Over the past couple of weeks we kept our eyes open and peeled on the various shelters around town and finally jumped into the pool at the deep end by getting in touch with the lovely people from GAP-Greyhounds as Pets, Jacksonville. Greyhounds generally shed a lot less than the average dog, some even consider them hypoallergenic and after a long visit at the kennel that hardly triggered any reaction in the husband we were hopeful that this might actually work. I'd been nuts about those gentle 45mph couch potatoes ever since meeting the retired racer of my former boss and was dying to have one join us. The GAP people were very accommodating and willing to work with us; they agreed to allow us to 'test' or foster a possible dog for a week to see if husband's allergies would be able to handle a dog in the house 24/7.
[83lbs of Greyhound Goodness]
So, "Hot Hot Dog" came home with us. We hit it off really well: Hot didn't only take up a huge space on our back seat (in fact he took up the entire back seat and squashed Little Man every time I had to hit the brakes) and in his crate in the dining room and curled up on the crib mattress next to our couch, but also in our hearts. He was sweet, gentle, easy going and laid back and despite his 83lbs worth of big black dog, a big wuss, who cried during the first night because he was so Looooooooo-oooooo-nely. Every two hours. It felt like having a newborn in the house again, and we were proud as new parents when he slept for four solid hours the next night.
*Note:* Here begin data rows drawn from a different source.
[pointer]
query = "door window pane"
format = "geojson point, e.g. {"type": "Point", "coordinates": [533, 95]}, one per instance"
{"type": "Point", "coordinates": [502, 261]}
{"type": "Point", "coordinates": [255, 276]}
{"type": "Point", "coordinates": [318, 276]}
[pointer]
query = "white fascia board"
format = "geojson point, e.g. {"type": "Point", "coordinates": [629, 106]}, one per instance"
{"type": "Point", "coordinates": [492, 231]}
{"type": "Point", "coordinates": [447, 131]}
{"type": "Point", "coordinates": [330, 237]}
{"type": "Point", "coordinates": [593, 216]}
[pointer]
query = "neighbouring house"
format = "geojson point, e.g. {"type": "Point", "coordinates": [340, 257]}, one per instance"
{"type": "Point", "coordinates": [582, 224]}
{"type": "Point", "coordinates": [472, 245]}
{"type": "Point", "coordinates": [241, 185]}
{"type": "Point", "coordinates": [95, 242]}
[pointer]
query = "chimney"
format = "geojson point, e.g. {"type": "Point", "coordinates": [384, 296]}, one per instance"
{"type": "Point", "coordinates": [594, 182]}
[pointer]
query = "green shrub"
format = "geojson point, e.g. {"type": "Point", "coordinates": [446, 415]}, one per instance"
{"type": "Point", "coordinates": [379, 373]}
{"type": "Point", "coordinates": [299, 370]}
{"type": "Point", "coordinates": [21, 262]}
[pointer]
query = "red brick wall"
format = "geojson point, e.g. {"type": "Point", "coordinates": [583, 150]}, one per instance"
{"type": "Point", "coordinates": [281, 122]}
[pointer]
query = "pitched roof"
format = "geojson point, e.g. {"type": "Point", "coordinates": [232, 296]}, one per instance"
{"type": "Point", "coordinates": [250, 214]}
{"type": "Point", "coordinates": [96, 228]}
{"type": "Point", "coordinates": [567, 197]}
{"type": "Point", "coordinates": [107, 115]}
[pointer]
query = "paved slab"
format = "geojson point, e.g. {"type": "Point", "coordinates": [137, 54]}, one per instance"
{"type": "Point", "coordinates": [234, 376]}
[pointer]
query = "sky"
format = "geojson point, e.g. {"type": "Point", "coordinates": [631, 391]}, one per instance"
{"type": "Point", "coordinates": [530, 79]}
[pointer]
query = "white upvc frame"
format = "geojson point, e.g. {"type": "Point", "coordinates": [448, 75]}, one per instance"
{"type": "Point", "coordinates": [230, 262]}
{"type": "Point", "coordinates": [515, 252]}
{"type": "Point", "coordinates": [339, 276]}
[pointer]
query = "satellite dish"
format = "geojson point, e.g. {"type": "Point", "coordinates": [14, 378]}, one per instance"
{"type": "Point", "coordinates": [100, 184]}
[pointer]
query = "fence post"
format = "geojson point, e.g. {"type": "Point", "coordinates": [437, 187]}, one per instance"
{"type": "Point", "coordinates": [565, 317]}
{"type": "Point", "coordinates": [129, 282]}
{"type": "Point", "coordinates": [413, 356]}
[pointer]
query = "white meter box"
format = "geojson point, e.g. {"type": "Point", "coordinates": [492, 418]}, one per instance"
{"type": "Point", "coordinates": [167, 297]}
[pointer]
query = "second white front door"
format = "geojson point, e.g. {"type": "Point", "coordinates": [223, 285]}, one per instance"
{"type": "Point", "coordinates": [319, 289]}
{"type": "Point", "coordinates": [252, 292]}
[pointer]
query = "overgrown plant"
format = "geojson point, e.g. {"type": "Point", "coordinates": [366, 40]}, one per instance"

[Little Man & Hot Hot Dog: every boy needs a dog]
Unfortunately, it was not meant to be. While Hot was a gentle giant following us around every step we took like a soft black shadow to your side, he was nuts about each and every cat. Sleeping, sitting in a tree out of reach, walking by, dozing on the porch - nothing made a difference. Our neighbor's Chihuahua seemed to fall into the same category (anything knee-high and taller he obviously regarded as 'dog' on even footing). And who could blame him? After a long and rather successful racing career, that prey drive that made him a good racer wasn't easily appeased and put to rest.
Not wanting to set him up for failure, we returned him to GAP with very heavy hearts and many tears. We know they will find him a good home, and we're glad we could help him by learning more about him to make sure the next family will be a better fit for him but it smarts still. Lovely lovely dog.